Complete Configuration Example

Advanced Topic Configuration
@Bean
public KafkaAdmin.NewTopics topics() {
    return new KafkaAdmin.NewTopics(
        TopicBuilder.name("product-created-events")
            .partitions(3)
            .replicas(3)
            .config(Map.of(
                "min.insync.replicas", "2",
                "retention.ms", "604800000",
                "cleanup.policy", "compact,delete"
            ))
            .build(),
            
        TopicBuilder.name("inventory-updates")
            .partitions(6)
            .replicas(3)
            .build()
    );
}

Production Tip: Always set min.insync.replicas to (replication_factor - 1) for durability. For RF=3, set min.insync.replicas=2

Implementation Steps

  1. Create a new @Configuration class in your Spring Boot application
  2. Add the spring-kafka dependency to your pom.xml or build.gradle
  3. Define topics as @Bean using TopicBuilder
  4. Configure partitions based on expected throughput
  5. Set appropriate replication factor for your environment

Next Steps: Learn about Kafka consumer groups | Sample code available on GitHub

Frequently Asked Questions

Q1. What happens if the topic already exists?
A: Kafka will ignore the creation request if the topic exists with identical configuration. If configurations differ, you'll need to either delete the topic first or update its configuration manually.

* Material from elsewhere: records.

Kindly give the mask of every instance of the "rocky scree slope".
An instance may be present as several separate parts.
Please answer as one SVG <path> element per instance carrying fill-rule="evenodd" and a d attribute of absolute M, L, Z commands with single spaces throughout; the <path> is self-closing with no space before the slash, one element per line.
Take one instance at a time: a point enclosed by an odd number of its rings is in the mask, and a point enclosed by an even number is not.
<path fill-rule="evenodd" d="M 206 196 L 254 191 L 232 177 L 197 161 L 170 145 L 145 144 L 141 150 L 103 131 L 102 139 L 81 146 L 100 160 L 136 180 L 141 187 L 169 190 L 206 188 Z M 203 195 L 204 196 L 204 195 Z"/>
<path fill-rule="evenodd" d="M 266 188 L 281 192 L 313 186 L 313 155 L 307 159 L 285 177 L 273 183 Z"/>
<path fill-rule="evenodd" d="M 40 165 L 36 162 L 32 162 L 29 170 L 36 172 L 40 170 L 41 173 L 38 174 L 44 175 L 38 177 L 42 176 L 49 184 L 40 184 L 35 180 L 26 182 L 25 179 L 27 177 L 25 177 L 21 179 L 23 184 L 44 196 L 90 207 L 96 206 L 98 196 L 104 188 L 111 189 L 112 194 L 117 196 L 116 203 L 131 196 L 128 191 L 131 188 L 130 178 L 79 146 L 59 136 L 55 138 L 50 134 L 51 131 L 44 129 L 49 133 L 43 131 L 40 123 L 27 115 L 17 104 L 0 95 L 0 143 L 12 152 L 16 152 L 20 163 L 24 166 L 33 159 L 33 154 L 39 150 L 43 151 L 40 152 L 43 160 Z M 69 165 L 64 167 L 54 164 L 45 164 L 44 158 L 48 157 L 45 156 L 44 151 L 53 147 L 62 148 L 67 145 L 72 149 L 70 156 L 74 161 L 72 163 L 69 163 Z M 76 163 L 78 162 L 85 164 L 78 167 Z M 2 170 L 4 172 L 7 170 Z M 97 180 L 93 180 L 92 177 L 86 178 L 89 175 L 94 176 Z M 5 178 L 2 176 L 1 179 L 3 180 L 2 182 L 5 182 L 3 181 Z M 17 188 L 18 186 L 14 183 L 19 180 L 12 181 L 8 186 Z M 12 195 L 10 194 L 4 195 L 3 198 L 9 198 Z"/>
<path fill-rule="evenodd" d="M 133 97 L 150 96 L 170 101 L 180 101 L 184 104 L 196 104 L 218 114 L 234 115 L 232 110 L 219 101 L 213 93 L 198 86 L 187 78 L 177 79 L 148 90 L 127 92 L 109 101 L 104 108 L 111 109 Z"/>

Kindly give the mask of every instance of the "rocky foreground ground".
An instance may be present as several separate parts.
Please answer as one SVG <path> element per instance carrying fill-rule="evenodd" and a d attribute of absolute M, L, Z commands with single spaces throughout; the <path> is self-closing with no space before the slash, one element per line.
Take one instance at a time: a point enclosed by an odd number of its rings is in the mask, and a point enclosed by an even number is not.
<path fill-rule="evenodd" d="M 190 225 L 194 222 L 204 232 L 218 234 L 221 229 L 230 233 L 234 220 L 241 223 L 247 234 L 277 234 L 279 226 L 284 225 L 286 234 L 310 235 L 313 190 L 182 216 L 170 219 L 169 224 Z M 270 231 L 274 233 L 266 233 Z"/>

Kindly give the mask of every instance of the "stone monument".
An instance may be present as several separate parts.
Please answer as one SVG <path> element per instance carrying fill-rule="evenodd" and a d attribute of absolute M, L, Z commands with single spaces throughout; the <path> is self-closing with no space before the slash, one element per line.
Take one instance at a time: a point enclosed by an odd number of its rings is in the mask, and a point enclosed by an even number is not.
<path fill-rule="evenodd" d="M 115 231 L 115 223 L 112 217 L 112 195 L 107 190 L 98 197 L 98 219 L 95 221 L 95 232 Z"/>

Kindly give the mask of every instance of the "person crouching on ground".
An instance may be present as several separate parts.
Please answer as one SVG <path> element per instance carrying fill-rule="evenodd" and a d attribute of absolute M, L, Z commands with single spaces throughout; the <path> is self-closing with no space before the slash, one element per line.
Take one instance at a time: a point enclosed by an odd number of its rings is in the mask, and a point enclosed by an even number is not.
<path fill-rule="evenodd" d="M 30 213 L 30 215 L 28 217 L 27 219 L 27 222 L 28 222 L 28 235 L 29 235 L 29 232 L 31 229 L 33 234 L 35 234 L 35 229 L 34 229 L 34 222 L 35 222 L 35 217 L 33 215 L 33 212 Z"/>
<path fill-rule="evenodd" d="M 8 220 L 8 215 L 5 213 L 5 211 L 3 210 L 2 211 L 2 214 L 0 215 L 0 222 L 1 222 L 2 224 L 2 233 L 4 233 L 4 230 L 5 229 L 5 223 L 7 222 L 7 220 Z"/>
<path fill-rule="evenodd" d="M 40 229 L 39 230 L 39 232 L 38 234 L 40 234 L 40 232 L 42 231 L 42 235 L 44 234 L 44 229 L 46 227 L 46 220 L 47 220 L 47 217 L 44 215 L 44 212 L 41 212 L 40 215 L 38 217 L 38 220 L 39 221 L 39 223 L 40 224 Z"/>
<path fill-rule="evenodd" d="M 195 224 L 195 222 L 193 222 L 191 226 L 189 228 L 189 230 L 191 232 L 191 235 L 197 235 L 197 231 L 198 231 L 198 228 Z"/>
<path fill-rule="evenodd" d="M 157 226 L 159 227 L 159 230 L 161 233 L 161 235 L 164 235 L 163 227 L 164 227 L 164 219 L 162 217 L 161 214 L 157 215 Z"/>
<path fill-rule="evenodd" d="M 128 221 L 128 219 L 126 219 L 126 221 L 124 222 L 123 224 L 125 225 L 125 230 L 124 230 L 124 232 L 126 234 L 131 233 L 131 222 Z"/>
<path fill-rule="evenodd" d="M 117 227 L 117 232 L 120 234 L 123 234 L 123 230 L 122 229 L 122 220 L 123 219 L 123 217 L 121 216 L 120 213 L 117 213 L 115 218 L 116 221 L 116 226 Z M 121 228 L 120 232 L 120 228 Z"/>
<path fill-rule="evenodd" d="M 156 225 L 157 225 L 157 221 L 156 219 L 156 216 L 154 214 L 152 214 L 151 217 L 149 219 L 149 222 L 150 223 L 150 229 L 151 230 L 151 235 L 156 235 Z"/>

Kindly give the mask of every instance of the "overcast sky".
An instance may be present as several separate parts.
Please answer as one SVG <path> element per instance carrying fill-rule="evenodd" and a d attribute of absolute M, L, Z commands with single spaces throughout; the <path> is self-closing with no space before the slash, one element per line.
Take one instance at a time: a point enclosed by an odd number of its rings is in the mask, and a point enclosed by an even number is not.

Q2. How to handle different environments?
A: Use Spring profiles to provide environment-specific configurations. The code examples above show how to configure different settings for local development vs production.

Q3. What are the most important topic configurations?
A: Key configurations include: partitions (for parallelism), replication factor (for durability), retention (how long to keep messages), and cleanup policy (compact or delete).